Add secrets manager documentation to GUI mode docs (OpenHands#9084)

neubig · openhands-agent · web-flow · commit 5134a7d93879 · 2025-06-14T12:13:24.000-04:00
Co-authored-by: openhands &lt;openhands@all-hands.dev&gt;
diff --git a/docs/usage/how-to/gui-mode.mdx b/docs/usage/how-to/gui-mode.mdx
@@ -27,7 +27,7 @@ You can use the Settings page at any time to:
 - [Configure MCP servers](/usage/mcp).
 - [Connect to GitHub](/usage/how-to/gui-mode#github-setup) and [connect to GitLab](/usage/how-to/gui-mode#gitlab-setup)
 - Set application settings like your preferred language, notifications and other preferences.
-- Generate custom secrets.
+- [Manage custom secrets](/usage/how-to/gui-mode#secrets-management).
 
 #### GitHub Setup
 
@@ -122,6 +122,36 @@ OpenHands automatically exports a `GITLAB_TOKEN` to the shell environment if pro
 </Accordion>
 </AccordionGroup>
 
+#### Secrets Management
+
+OpenHands provides a secrets manager that allows you to securely store and manage sensitive information that can be accessed by the agent during runtime, such as API keys. These secrets are automatically exported as environment variables in the agent's runtime environment.
+
+1. **Accessing the Secrets Manager**:
+   - In the Settings page, navigate to the `Secrets` tab.
+   - You'll see a list of all your existing custom secrets (if any).
+
+2. **Adding a New Secret**:
+   - Click the `Add New Secret` button.
+   - Fill in the following fields:
+     - **Name**: A unique identifier for your secret (e.g., `AWS_ACCESS_KEY`). This will be the environment variable name.
+     - **Value**: The sensitive information you want to store.
+     - **Description** (optional): A brief description of what the secret is used for, which is also provided to the agent.
+   - Click `Add Secret` to save.
+
+3. **Editing a Secret**:
+   - Click the `Edit` button next to the secret you want to modify.
+   - You can update the name and description of the secret.
+   - Note: For security reasons, you cannot view or edit the value of an existing secret. If you need to change the value, delete the secret and create a new one.
+
+4. **Deleting a Secret**:
+   - Click the `Delete` button next to the secret you want to remove.
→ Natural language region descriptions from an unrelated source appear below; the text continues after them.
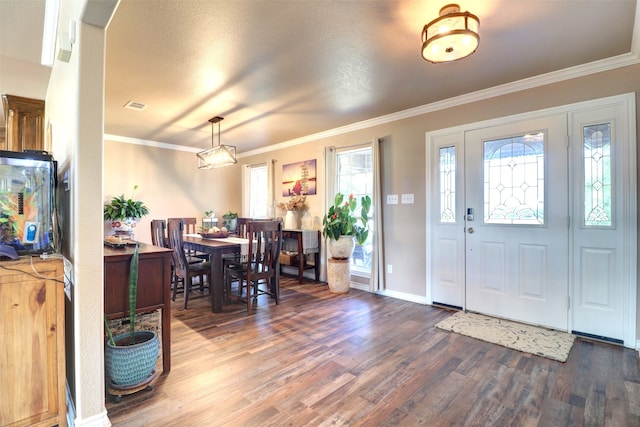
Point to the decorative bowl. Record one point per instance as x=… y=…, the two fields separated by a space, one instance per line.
x=219 y=235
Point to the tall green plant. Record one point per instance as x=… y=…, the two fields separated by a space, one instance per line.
x=341 y=219
x=133 y=296
x=120 y=208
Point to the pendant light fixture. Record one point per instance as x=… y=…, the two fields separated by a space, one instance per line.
x=218 y=155
x=451 y=36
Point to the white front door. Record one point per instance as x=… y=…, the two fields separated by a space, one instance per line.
x=516 y=205
x=534 y=218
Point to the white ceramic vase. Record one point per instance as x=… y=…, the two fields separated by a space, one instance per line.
x=291 y=221
x=343 y=247
x=124 y=227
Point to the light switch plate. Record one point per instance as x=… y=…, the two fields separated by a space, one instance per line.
x=406 y=199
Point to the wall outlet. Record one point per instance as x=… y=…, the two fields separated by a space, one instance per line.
x=406 y=199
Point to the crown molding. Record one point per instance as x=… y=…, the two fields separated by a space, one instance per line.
x=600 y=66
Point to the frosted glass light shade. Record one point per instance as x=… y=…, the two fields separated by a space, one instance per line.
x=452 y=36
x=215 y=157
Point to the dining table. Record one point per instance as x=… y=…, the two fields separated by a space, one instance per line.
x=216 y=248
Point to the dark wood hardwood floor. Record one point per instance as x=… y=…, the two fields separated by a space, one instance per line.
x=360 y=359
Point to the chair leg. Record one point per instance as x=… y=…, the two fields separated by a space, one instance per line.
x=187 y=290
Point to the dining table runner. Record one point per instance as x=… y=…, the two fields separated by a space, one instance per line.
x=244 y=243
+   - Confirm the deletion when prompted.
+
+5. **Using Secrets in the Agent**:
+   - All custom secrets are automatically exported as environment variables in the agent's runtime environment.
+   - You can access them in your code using standard environment variable access methods (e.g., `os.environ['SECRET_NAME']` in Python).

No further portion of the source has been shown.